Because getting a diagnosis of migraine can be so challenging, it’s important to Singh that the AMF focuses on education and resources as well as reaching all types of providers. 

“We need to reach all types of providers, not just specialists who specialize in headache medicine, but any type of provider where a migraine patient or potential patient with migraine might present with symptoms,” she said. 

Collaboration Provides Opportunity to Share Your Voice

It is also important for people with migraine to know that they are part of the AMF and that they have a voice and a seat at the table. Singh says they are the ones who bring the ideas, opportunities, suggestions for programming and fundraising that the Board uses to build its agenda. She believes the organization grows stronger by being involved and presenting a variety of information and events and by working with other organizations. 

“We are showing a commitment to our mission by partnering with organizations that are either like-minded and similar in focus, or that fill an opportunity that we may not have the resources or expertise to fill,” Singh said. 

Strong Partnerships Creating Movement

One such organization that AMF partners with is the Alliance for Headache Disorders Advocacy (AHDA). AMF isn’t an expert on legislative advocacy, but by partnering with AHDA, sitting on their board and sending advocates to their Headache on the Hill event, AMF is able to lend its voice to policy initiatives. 

Having a shared history of uniting physicians and patients to serve the migraine community AMF also partners with the American Headache Society (AHS) which is a professional organization of healthcare providers that studies and treats headache and facial pain.

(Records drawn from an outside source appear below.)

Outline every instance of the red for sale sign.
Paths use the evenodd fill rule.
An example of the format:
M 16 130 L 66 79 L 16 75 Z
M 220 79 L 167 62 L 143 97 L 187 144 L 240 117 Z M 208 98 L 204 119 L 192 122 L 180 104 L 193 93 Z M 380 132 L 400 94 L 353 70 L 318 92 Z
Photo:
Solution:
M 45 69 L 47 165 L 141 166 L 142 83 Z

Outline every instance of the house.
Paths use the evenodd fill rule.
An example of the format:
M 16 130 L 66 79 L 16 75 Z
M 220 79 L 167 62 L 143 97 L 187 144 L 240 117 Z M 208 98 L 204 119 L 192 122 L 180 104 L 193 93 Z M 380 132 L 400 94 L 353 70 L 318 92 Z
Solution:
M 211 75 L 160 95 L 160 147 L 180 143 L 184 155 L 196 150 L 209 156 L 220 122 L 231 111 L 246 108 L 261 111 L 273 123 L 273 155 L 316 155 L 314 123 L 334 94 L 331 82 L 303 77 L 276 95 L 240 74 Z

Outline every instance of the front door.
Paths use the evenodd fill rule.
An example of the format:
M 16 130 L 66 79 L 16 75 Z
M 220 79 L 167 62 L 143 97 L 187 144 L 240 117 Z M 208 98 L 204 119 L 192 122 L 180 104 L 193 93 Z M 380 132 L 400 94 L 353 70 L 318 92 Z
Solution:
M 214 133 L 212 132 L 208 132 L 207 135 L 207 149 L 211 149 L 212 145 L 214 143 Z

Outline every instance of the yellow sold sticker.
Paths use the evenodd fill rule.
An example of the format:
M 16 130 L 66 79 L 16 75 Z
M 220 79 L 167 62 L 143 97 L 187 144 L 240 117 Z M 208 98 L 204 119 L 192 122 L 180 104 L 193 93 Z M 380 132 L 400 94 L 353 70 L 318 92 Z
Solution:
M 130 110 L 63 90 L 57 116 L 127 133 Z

AMF was formed in 2010 by leaders of AHS with the goal of providing patient resources, raising awareness and supporting research. By partnering with AHS, AMF seeks to educate and mobilize providers and educate them about the challenges people with migraine have in receiving care and provide information about the opportunities for improvement. 

Because getting a diagnosis of migraine can be so challenging, it’s important to Singh that the AMF focuses on education and resources as well as reaching all types of providers. 

“We need to reach all types of providers, not just specialists who specialize in headache medicine, but any type of provider where a migraine patient or potential patient with migraine might present with symptoms,” she said. 

Singh is excited about where we are right now with migraine. She says there have been advancements with targeted therapies for treating migraine recently and thinks continued research is important, which is also a critical part of the partnership with AHS. 

“We know doctors would really love to have an opportunity to be able to diagnose migraine appropriately from the very first encounter with someone and know exactly what therapy would work for them,” Singh said. “We can’t get there without the effort of research and the effort of collecting that data to get closer to precision medicine. I think AMF, alongside AHS, are trying to tackle that challenge.”